A good climb despite being wide up top. Perhaps the best easy introduction to offwidth around, the top will fit and arm and perhaps your head. Many a gumby leader has survived learning to lead on this route even before the advent of what we refer to as 'large cams' these days. The traditional grade of this climb was a sandbag at 5.2.
Location
Walk left in the main amphitheatre about 1/2 way to the end, passing the distinctive American Wall and American Crack. Continue on the trail passing between a large flat boulder and the main cliff and around a small protrudance a short distance. You will immediately pass a left-facing corner with a wide crack up top. THis is "Calypso III, 5.4". Just to the left further still you will see a right leaning crack with a small tree growing on a chockstone near the bottom of it, "Snake 5.8".
Protection
A rack of cams from small to as large as you have, provided you want gear up top. Most people just run the top out a little,as it is not difficult.
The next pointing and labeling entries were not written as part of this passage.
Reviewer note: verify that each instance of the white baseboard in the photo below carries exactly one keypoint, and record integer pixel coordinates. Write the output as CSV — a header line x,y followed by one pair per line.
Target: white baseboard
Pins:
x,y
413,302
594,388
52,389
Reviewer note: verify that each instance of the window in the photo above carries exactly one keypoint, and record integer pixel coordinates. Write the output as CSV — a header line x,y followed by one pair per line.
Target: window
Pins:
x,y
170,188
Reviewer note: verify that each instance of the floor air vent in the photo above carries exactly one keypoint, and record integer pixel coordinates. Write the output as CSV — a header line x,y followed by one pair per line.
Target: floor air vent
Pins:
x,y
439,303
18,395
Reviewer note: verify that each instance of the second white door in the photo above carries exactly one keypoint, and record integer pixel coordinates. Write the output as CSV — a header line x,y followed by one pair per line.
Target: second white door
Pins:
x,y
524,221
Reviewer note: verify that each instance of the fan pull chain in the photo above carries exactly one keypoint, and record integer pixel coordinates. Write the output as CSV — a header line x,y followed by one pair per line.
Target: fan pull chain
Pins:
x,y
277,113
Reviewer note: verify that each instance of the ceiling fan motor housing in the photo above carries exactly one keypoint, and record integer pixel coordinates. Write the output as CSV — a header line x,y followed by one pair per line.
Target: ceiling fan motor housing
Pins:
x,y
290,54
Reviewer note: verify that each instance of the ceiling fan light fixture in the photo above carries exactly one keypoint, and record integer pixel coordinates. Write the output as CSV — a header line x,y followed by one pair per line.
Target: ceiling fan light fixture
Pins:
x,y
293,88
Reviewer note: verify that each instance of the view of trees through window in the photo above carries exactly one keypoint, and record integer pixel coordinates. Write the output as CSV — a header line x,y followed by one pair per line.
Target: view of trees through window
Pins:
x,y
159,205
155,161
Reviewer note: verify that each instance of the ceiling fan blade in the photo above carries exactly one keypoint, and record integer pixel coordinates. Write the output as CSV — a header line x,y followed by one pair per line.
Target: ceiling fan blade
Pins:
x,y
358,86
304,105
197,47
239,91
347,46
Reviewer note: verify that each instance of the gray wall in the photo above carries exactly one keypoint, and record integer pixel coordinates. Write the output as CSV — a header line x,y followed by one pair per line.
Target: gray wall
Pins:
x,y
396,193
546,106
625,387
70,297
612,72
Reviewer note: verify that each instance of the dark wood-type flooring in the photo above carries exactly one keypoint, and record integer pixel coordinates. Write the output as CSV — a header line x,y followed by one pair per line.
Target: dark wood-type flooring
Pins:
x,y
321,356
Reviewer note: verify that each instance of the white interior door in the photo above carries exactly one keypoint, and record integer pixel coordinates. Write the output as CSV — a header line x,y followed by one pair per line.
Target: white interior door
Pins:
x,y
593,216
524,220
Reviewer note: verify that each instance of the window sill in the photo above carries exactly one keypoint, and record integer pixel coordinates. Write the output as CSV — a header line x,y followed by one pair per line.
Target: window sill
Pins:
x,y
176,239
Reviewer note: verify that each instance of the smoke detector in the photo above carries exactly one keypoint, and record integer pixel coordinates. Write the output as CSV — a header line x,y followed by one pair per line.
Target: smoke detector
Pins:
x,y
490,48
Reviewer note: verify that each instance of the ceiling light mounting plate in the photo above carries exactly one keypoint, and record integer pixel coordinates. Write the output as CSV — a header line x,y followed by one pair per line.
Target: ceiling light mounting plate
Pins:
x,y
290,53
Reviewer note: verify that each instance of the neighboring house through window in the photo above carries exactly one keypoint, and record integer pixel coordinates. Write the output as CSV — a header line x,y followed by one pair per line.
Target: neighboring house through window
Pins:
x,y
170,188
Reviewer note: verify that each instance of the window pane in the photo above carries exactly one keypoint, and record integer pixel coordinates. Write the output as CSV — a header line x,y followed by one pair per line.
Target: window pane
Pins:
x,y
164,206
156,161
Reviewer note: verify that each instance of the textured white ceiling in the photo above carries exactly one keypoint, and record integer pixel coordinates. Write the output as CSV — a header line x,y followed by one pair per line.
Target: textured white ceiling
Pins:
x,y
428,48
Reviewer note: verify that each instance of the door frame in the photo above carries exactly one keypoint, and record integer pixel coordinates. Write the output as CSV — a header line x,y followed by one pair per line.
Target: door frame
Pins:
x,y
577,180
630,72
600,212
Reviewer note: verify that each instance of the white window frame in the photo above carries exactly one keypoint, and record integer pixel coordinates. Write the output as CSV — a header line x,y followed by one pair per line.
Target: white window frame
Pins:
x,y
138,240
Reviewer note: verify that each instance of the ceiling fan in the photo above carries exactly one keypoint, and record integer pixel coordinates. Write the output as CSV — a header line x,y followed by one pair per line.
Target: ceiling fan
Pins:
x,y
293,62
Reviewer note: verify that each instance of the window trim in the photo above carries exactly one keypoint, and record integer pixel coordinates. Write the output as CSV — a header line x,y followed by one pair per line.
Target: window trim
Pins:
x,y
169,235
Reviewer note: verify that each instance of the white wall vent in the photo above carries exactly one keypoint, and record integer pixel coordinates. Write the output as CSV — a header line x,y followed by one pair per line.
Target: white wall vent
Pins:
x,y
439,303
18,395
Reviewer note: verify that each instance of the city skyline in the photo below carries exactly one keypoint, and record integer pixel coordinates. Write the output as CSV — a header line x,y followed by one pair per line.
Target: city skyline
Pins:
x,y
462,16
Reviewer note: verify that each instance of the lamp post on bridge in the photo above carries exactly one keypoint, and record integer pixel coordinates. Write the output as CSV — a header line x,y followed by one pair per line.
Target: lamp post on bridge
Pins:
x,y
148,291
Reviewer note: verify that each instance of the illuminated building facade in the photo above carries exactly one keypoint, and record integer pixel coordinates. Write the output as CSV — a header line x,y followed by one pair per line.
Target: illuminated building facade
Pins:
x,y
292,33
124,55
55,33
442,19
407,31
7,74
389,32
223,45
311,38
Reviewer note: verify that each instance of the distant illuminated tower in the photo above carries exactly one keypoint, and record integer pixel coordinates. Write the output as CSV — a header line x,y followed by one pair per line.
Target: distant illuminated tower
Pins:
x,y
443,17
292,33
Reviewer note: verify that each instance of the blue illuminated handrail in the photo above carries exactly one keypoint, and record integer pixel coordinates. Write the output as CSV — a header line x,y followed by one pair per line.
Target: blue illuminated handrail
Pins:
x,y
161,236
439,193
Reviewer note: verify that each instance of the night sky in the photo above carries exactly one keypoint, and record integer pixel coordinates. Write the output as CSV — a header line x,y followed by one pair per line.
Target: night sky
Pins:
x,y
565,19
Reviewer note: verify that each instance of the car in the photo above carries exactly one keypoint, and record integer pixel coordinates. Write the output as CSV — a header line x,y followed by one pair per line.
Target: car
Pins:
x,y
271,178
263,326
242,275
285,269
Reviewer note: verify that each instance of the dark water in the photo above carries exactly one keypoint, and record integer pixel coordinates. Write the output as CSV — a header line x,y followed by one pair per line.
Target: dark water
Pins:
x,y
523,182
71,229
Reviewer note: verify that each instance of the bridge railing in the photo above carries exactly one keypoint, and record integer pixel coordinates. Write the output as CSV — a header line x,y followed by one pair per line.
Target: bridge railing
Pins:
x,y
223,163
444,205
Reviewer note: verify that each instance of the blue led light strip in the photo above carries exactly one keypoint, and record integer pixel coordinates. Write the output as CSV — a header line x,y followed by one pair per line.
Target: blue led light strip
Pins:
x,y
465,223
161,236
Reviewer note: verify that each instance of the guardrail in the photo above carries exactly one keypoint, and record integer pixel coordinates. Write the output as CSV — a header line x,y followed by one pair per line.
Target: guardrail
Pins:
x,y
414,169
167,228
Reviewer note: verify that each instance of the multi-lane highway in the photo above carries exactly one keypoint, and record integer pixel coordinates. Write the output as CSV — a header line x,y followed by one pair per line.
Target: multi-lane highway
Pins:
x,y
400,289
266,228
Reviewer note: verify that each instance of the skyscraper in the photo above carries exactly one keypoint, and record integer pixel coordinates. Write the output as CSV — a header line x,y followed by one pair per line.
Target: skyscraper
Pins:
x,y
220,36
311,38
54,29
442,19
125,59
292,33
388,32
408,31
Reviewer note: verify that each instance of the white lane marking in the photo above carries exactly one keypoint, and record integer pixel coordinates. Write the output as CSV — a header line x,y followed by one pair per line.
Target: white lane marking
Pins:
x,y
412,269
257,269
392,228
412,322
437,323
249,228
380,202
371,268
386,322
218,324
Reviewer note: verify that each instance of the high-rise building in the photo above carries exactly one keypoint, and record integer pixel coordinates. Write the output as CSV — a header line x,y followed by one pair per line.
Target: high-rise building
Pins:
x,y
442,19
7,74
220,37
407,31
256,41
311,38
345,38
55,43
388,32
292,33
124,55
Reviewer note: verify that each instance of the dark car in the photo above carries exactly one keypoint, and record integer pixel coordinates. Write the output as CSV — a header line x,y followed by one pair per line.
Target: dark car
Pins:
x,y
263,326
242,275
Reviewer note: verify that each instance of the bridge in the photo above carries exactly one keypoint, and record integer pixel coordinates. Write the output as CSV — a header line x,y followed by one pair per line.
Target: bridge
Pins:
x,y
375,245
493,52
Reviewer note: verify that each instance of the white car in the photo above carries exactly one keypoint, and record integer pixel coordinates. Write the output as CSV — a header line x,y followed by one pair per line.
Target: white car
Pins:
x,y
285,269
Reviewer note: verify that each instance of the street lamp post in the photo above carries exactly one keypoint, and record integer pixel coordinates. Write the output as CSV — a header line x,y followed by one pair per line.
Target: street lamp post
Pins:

By Chris Chaney From: Golden, Colorado Feb 21, 2007
This route used to be much dirtier. Since bolt anchors were placed and climbers don't have to top out in the sand, the route stays much cleaner. Definitely one of the most popular routes at the wall. If you want to sew it up, bring a rack up to #4 or #4.5 or if you want to do it all passive bring a set of stoppers and a set of hexes up to #11. Long slings help no matter what, as the placements tend to be deep up high.